In March, Congressman Jeff Fortenberry (R-NE) introduced the "Respect for Rights of Conscience Bill" in the House, and Senator Roy Blunt (R-MO) introduced its Senate counterpart. The Fortenberry-Blunt bill has languished in both houses, though attempts to attach it to appropriations bills have come close.
That same month, the Senate defeated the Blunt Amendment to an appropriations bill that the Washington Post reported "would have allowed not only religious groups but any employer with moral objections to opt out of the coverage requirement. And it would have allowed such employers to do so in the case of not only contraception but any health service required by the 2010 health-care law," by a 51 to 48 vote.

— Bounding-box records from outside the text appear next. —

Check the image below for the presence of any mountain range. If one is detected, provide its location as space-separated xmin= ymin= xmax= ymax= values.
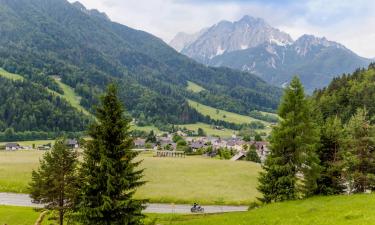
xmin=170 ymin=16 xmax=373 ymax=93
xmin=0 ymin=0 xmax=281 ymax=134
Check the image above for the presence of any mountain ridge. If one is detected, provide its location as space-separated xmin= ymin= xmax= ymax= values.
xmin=0 ymin=0 xmax=281 ymax=132
xmin=171 ymin=16 xmax=373 ymax=93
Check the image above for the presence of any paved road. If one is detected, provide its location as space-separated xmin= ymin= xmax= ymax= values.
xmin=0 ymin=193 xmax=248 ymax=214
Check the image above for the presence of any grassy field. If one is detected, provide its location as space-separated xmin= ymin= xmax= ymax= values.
xmin=131 ymin=125 xmax=163 ymax=134
xmin=0 ymin=151 xmax=261 ymax=205
xmin=186 ymin=81 xmax=206 ymax=93
xmin=0 ymin=140 xmax=55 ymax=146
xmin=151 ymin=194 xmax=375 ymax=225
xmin=0 ymin=68 xmax=24 ymax=80
xmin=55 ymin=79 xmax=92 ymax=116
xmin=188 ymin=100 xmax=269 ymax=125
xmin=0 ymin=206 xmax=40 ymax=225
xmin=0 ymin=151 xmax=43 ymax=193
xmin=0 ymin=194 xmax=375 ymax=225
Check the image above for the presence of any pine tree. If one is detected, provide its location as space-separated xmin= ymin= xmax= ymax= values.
xmin=258 ymin=77 xmax=319 ymax=203
xmin=344 ymin=109 xmax=375 ymax=193
xmin=30 ymin=139 xmax=78 ymax=225
xmin=316 ymin=116 xmax=345 ymax=195
xmin=78 ymin=84 xmax=145 ymax=225
xmin=146 ymin=130 xmax=157 ymax=143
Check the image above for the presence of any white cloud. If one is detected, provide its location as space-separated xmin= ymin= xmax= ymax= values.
xmin=69 ymin=0 xmax=375 ymax=57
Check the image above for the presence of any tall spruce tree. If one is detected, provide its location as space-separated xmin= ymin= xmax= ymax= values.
xmin=78 ymin=84 xmax=145 ymax=225
xmin=30 ymin=139 xmax=78 ymax=225
xmin=344 ymin=109 xmax=375 ymax=193
xmin=316 ymin=116 xmax=345 ymax=195
xmin=258 ymin=77 xmax=319 ymax=203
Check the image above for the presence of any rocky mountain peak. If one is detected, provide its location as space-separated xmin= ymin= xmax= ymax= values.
xmin=72 ymin=1 xmax=109 ymax=20
xmin=178 ymin=15 xmax=293 ymax=63
xmin=294 ymin=34 xmax=346 ymax=55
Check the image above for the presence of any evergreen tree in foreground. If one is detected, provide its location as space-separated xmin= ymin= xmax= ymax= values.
xmin=344 ymin=109 xmax=375 ymax=193
xmin=316 ymin=116 xmax=345 ymax=195
xmin=258 ymin=77 xmax=319 ymax=203
xmin=30 ymin=139 xmax=78 ymax=225
xmin=246 ymin=145 xmax=261 ymax=163
xmin=78 ymin=85 xmax=145 ymax=225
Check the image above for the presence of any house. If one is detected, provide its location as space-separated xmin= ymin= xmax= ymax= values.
xmin=134 ymin=138 xmax=146 ymax=148
xmin=250 ymin=141 xmax=270 ymax=162
xmin=176 ymin=130 xmax=188 ymax=137
xmin=5 ymin=143 xmax=21 ymax=151
xmin=190 ymin=141 xmax=206 ymax=150
xmin=66 ymin=139 xmax=79 ymax=148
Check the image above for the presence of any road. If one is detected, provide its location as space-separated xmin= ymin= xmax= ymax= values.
xmin=0 ymin=193 xmax=248 ymax=214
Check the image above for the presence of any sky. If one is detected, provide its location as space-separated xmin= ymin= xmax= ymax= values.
xmin=69 ymin=0 xmax=375 ymax=58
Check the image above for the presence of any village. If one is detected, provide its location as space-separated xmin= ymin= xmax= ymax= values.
xmin=0 ymin=131 xmax=269 ymax=162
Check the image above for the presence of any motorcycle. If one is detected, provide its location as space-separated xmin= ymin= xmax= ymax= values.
xmin=190 ymin=205 xmax=204 ymax=213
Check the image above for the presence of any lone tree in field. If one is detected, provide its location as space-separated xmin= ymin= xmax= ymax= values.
xmin=258 ymin=77 xmax=319 ymax=203
xmin=30 ymin=139 xmax=78 ymax=225
xmin=78 ymin=84 xmax=145 ymax=225
xmin=344 ymin=109 xmax=375 ymax=193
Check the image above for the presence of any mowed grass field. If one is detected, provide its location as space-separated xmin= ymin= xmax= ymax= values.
xmin=149 ymin=194 xmax=375 ymax=225
xmin=186 ymin=81 xmax=206 ymax=93
xmin=0 ymin=194 xmax=375 ymax=225
xmin=55 ymin=79 xmax=92 ymax=116
xmin=0 ymin=68 xmax=24 ymax=80
xmin=0 ymin=206 xmax=40 ymax=225
xmin=0 ymin=151 xmax=261 ymax=205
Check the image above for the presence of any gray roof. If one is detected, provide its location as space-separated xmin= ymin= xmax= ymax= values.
xmin=66 ymin=139 xmax=78 ymax=145
xmin=5 ymin=143 xmax=20 ymax=148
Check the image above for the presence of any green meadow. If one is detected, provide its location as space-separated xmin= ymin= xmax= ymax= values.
xmin=0 ymin=151 xmax=261 ymax=205
xmin=0 ymin=205 xmax=40 ymax=225
xmin=149 ymin=194 xmax=375 ymax=225
xmin=186 ymin=81 xmax=206 ymax=93
xmin=0 ymin=194 xmax=375 ymax=225
xmin=0 ymin=68 xmax=24 ymax=80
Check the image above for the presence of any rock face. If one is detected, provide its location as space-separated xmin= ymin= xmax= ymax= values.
xmin=173 ymin=16 xmax=371 ymax=92
xmin=172 ymin=16 xmax=293 ymax=64
xmin=169 ymin=28 xmax=207 ymax=52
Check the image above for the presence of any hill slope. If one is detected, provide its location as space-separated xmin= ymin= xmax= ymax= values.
xmin=171 ymin=16 xmax=373 ymax=93
xmin=0 ymin=74 xmax=89 ymax=132
xmin=314 ymin=64 xmax=375 ymax=122
xmin=0 ymin=0 xmax=281 ymax=132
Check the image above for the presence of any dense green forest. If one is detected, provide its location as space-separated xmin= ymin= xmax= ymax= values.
xmin=0 ymin=77 xmax=90 ymax=136
xmin=313 ymin=63 xmax=375 ymax=123
xmin=0 ymin=0 xmax=281 ymax=129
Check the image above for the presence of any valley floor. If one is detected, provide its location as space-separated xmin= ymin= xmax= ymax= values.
xmin=0 ymin=194 xmax=375 ymax=225
xmin=150 ymin=194 xmax=375 ymax=225
xmin=0 ymin=151 xmax=261 ymax=205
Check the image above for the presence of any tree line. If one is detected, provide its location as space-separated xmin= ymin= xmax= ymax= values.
xmin=258 ymin=65 xmax=375 ymax=203
xmin=30 ymin=85 xmax=146 ymax=225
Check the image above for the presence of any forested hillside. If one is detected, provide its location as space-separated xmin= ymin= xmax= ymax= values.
xmin=314 ymin=63 xmax=375 ymax=122
xmin=0 ymin=0 xmax=281 ymax=132
xmin=0 ymin=77 xmax=89 ymax=132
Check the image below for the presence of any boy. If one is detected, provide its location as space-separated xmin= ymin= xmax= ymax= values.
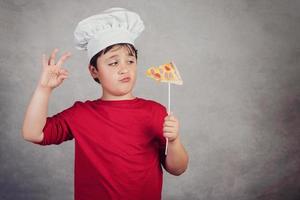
xmin=22 ymin=8 xmax=188 ymax=200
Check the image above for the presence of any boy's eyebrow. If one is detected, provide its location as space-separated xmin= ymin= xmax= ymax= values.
xmin=107 ymin=53 xmax=134 ymax=59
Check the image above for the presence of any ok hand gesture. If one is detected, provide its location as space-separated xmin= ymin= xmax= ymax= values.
xmin=39 ymin=49 xmax=71 ymax=90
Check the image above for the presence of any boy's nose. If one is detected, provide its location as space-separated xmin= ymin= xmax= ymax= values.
xmin=119 ymin=64 xmax=129 ymax=74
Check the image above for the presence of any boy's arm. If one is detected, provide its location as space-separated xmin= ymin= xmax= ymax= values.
xmin=163 ymin=114 xmax=189 ymax=176
xmin=22 ymin=85 xmax=51 ymax=142
xmin=22 ymin=49 xmax=70 ymax=142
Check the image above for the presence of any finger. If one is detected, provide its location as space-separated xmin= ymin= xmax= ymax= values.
xmin=59 ymin=69 xmax=69 ymax=75
xmin=58 ymin=75 xmax=68 ymax=82
xmin=164 ymin=121 xmax=176 ymax=127
xmin=56 ymin=52 xmax=71 ymax=67
xmin=163 ymin=127 xmax=176 ymax=133
xmin=164 ymin=132 xmax=176 ymax=138
xmin=42 ymin=54 xmax=47 ymax=67
xmin=48 ymin=48 xmax=58 ymax=65
xmin=165 ymin=115 xmax=177 ymax=122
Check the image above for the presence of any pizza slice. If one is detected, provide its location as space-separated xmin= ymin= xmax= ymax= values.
xmin=146 ymin=62 xmax=183 ymax=85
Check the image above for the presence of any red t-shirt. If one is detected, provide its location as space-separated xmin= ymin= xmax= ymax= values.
xmin=36 ymin=98 xmax=167 ymax=200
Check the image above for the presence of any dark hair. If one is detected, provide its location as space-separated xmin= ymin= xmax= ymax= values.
xmin=90 ymin=43 xmax=137 ymax=84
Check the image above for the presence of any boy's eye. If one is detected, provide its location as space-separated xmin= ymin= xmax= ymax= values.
xmin=108 ymin=62 xmax=118 ymax=66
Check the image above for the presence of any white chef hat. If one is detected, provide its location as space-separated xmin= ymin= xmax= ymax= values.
xmin=74 ymin=8 xmax=145 ymax=59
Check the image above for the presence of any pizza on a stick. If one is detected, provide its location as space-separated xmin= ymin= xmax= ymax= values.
xmin=146 ymin=62 xmax=183 ymax=85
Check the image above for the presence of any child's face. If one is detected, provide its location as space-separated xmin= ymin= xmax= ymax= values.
xmin=90 ymin=46 xmax=137 ymax=98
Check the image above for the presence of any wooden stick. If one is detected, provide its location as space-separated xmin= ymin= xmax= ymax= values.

Richard Doerflinger, the associate director of the organization's pro-life activities, laid out the agenda for both houses.
In the next Senate, Doerflinger argued, the departure of pro-life opponent Olympia Snowe (R-ME) and the arrival of pro-life Joe Donnelly (D-IN) offered some hope. According to Doerflinger:
The only time that a conscience measure for the mandate [the Blunt Amendment] was considered in the Senate it got 48 votes, with very little time to explain the issues.
Getting to 50 or 51 votes in the Senate could happen, especially if you can attach legislation to a must-pass vehicle, where you have leverage to trade back and forth, to get policy riders approved. We are not giving up on that and will continue to pursue this agenda.
In the current House, the Fortenberry-Blunt bill has not made it out of committee. In the next House, Doerflinger saw some possibilities:
Right now, the House committee draft of the Labor/HHS appropriations bill has language like that of the Fortenberry-Blunt bill. I believe the House leadership will fight for that in negotiations with the Senate. . .We will be urging Catholics to write to their congressional representatives in support of that provision — Section 537 of the Labor/HHS appropriations bill.
We see every reason to continue our efforts in both Congress and the courts and to continue to ask the administration to take a more flexible view of the conscience issues involved.
If the conscience mandate were to pass both Houses, President Obama's veto pen stands in the way of turning the "consience exemptions" into statuory law. Doerflinger acknowledges the president's opposition, but envisions a scenario in which he might sign enabling legislation into law:
Perhaps if the alternative is to veto a bill he favors, like an entire appropriations bill. Then perhaps he would.
While passage of "conscience exemptions" in both houses is a high hurdle to clear, securing the President's signature on any such legislation will be almost impossible.